Amidst all the apportioning of blame – and there is plenty enough to go around – our sober attention must also turn to what this appalling incident, like the terrible Bangladeshi textile factory fire just over a month ago, tells us about the dark side of competitive markets, and the complicity of governments committed to facilitating their spread around the world.
The ugly logic underlying this tragedy was starkly revealed by Ed Burkhardt, the president and CEO of the MM&A railway’s parent company, Rail World Inc, in an interview on CBC television on 9 July, the day after Harper visited the devastated town. The fundamental reason the train wasn’t being overseen on that now-infamous night, he averred, was that the 2% higher labour costs entailed in hiring more workers to guard their trains would lead to a company raising their freight rates to compensate by 2%, which would result in it losing the business to some other company that wasn’t paying for workers to guard their trains. However callous this sounds, he spoke nothing less than the truth when he added: “That’s the way it works.”
The “it” here is our market-driven capitalist world. As Burkhardt explained, the largest corporations in the freight train industry compete with each other by outsourcing the more accident-prone operations to smaller companies with low profit margins. And these smaller companies compete in a world where one-man train operations have become the norm in other countries. “If you go overseas, almost everybody has one-man crews”, he said. “Go to the UK, they are running 100 freight trains and 10,000 passenger trains every day with one-man crews.”
The players in this world are not only the businesses that compete in it, big and small, but also the politicians of every stripe who promise to get governments off their backs to help them do so. This should once and for all be understood as an offer to carry business on the backs of governments. They have authored the free trade agreements whose key provisions are designed to leverage the sorts of regulations that promote competitiveness from one jurisdiction to another. And they have appointed people to regulatory bodies who sustain the logic of competitiveness.
At the heart of the competitive logic behind “this is the way it works”, in this instance as in so many others, was the reduction of the number of workers to save labour costs. In the 1970s, North American freight trains usually carried five-man crews around the clock. As crew sizes shrank over the following decades, the effect of this downsizing, in turn, was to have more workers competing for jobs, which of course drives down wages – including, eventually, those of the one person left running the train.
This is not an unintended consequence of competitive markets. It is their purpose.
One can be sure that the case made to Transport Canada for permission to run a one-man crew made reference to the common use of one-man train crews in the UK. The integrated nature of global capitalism today means that so long as people in one place buy into the peddlers of the logic of competitiveness, they become inadvertently complicit in the uses made by it by the peddlers of it elsewhere.

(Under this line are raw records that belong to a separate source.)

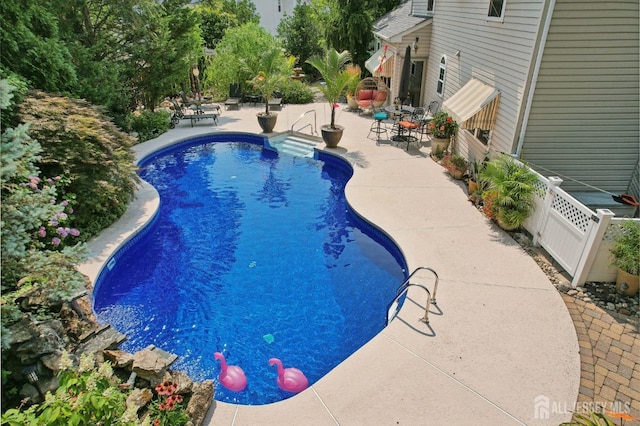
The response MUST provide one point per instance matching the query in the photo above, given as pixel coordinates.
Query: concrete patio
(501, 347)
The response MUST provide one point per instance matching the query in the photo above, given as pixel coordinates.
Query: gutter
(534, 78)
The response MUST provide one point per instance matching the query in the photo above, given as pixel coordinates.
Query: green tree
(218, 15)
(81, 143)
(350, 24)
(241, 45)
(30, 206)
(31, 46)
(270, 73)
(301, 35)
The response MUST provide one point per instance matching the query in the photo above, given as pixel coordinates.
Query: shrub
(626, 247)
(32, 212)
(442, 126)
(86, 395)
(81, 143)
(510, 188)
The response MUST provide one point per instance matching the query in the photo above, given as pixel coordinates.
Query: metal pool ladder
(404, 287)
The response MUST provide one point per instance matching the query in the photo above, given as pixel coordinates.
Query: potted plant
(474, 177)
(336, 78)
(356, 71)
(626, 257)
(442, 128)
(509, 189)
(270, 72)
(455, 164)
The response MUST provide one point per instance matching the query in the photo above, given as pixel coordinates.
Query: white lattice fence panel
(532, 221)
(564, 233)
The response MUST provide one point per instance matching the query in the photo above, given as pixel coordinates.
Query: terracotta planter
(331, 137)
(439, 145)
(267, 122)
(472, 187)
(352, 103)
(627, 283)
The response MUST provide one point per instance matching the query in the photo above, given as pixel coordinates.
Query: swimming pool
(253, 254)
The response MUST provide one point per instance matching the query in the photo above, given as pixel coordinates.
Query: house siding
(585, 115)
(497, 53)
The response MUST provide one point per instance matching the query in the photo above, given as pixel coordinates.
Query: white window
(430, 4)
(442, 74)
(496, 10)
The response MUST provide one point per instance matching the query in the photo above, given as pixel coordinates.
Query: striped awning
(380, 64)
(474, 106)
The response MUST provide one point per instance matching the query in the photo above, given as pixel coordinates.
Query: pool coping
(504, 373)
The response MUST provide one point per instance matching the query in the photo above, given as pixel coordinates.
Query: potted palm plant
(455, 164)
(356, 71)
(626, 257)
(442, 128)
(509, 190)
(269, 74)
(336, 79)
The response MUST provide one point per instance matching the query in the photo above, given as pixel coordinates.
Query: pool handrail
(404, 287)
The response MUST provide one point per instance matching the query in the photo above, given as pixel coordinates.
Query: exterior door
(415, 82)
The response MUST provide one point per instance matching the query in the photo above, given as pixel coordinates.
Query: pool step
(294, 145)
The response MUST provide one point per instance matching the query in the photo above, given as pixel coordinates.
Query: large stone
(200, 402)
(23, 330)
(119, 358)
(151, 363)
(47, 341)
(184, 382)
(139, 398)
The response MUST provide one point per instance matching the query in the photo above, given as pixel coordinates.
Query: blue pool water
(249, 245)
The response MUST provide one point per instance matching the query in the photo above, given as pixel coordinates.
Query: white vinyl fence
(575, 236)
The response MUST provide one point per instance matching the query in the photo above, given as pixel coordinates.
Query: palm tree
(336, 77)
(269, 73)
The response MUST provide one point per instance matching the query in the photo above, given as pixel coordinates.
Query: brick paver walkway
(610, 360)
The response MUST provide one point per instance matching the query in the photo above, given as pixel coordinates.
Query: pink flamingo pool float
(231, 376)
(290, 379)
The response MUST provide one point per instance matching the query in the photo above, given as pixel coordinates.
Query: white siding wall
(498, 53)
(270, 16)
(585, 117)
(424, 41)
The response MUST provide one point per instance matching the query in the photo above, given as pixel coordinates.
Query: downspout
(534, 78)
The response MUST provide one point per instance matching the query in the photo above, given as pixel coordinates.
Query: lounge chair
(235, 97)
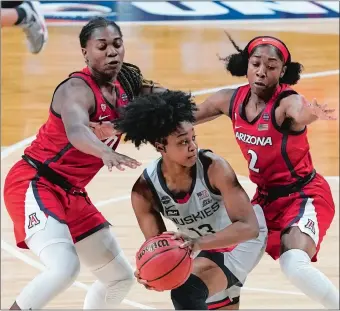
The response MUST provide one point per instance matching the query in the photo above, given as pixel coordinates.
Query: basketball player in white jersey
(199, 192)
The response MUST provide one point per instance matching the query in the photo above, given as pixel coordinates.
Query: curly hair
(153, 117)
(237, 64)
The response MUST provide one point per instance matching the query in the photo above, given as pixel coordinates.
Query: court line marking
(16, 253)
(206, 23)
(12, 148)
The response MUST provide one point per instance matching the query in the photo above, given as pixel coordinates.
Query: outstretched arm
(214, 106)
(149, 219)
(244, 222)
(75, 101)
(302, 112)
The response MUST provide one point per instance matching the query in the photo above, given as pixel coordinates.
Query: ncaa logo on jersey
(165, 200)
(206, 202)
(33, 220)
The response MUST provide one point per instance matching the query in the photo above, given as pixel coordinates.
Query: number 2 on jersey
(253, 160)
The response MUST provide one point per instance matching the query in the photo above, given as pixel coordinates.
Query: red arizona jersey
(52, 146)
(275, 156)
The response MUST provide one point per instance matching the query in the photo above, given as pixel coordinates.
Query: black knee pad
(192, 295)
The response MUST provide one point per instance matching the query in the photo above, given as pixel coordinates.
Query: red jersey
(52, 146)
(275, 155)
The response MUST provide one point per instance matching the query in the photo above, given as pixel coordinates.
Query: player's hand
(103, 130)
(143, 282)
(191, 243)
(320, 111)
(114, 159)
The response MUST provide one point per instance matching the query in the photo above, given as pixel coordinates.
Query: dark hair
(93, 24)
(130, 76)
(237, 64)
(153, 117)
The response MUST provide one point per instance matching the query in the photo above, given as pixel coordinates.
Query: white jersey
(202, 214)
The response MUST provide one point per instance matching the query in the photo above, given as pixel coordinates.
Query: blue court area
(163, 11)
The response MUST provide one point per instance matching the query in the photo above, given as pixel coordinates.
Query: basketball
(162, 263)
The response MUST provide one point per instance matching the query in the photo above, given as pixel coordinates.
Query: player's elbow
(73, 131)
(253, 228)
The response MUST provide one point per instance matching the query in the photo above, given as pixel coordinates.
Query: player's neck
(260, 100)
(172, 171)
(102, 79)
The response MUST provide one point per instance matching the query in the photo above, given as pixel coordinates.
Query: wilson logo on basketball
(152, 247)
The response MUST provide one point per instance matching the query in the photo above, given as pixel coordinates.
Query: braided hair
(130, 76)
(237, 63)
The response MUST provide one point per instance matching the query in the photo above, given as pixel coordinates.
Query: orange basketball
(162, 263)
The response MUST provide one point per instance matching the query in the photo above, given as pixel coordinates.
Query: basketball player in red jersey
(44, 192)
(269, 120)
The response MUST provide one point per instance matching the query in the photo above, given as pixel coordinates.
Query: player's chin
(190, 161)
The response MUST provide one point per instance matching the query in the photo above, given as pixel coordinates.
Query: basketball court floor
(181, 56)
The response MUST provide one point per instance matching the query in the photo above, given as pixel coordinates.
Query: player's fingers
(169, 232)
(186, 244)
(119, 166)
(109, 166)
(127, 159)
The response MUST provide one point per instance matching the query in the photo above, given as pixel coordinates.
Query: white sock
(114, 282)
(297, 267)
(62, 268)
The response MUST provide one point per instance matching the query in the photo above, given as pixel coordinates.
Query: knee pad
(293, 262)
(192, 295)
(117, 277)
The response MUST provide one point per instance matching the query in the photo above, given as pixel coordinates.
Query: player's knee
(62, 260)
(293, 263)
(192, 293)
(117, 276)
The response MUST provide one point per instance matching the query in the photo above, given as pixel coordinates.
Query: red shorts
(30, 199)
(312, 210)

Even before the train accident, petroleum was front and center stage in Québec. There are at least 3 extraction projects and 3 pipeline reversal and 1 pipeline building project that I know of. Many of those have already been delayed several times. Some of them were outright rejected only to be broken up and resurrected as multiple smaller projects.
There is one detail which isn’t exact in your article. The fracking ban in Québec only concerns the St-Laurence valley. The rest of the province (which constitute the vast majority of the territory) is still open to fracking. Government and industry have been moving together and with haste to tap energy resources though to lie in Québec’s soil.
In point of fact, a mysterious minimum 400m depth regulation was recently legislated. That’s the depth at which the industry believes oil can be found on the island of Anticosti. The regulation appears to have been tailor made for the industry.